On the 20th anniversary of the Srebrenica massacre -- the largest massacre in Europe since World War II -- fresh graves await the burial of newly discovered and identified remains, on Saturday, July 11. Often only one or two bones are all that can be found, as many bodies were mixed together and destroyed in mass graves. One hundred and 36 new sets of remains were buried on this 20th anniversary.

Thousands of mourners pray beside the graves of more than 6,000 people murdered in the Srebrenica genocide. Around 8,000 are believed to have been killed in total.

Hadzira Dozic's brother was 32 when killed in 1995. She sits beside an open grave, waiting for his remains to finally be buried. Her husband and three of his brothers were also killed, along with around 30 other family members. "It can never be done. How can it be done?"

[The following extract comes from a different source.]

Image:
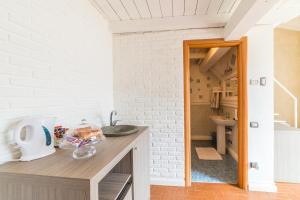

Men carry coffins to be buried.

A Bosnian women prays at the grave of a relative in Srebrenica cemetery.

A man sits next to one of 136 coffins with newly discovered or identified remains waiting to be buried.

A woman cleans a gravestone in the cemetery.

A row of headstones, some of more than 6,000 in the Srebrenica cemetery.

A girl reads the Quran at the site of her father's grave.

An American flag flies outside a house on the road to Srebrenica. Though NATO intervention and an American-brokered peace brought the Bosnian war to an end, many also blame President Bill Clinton for failing to stop the conflict earlier.

This former battery factory served as headquarters for the Dutch peacekeepers who were stationed near Srebrenica at the time of the genocide. Many Muslims had sought refuge there during the war. Last year, a Dutch court found peacekeepers liable for the deaths of around 300 Bosnians who were taken by Bosnian Serbs from the compound and killed.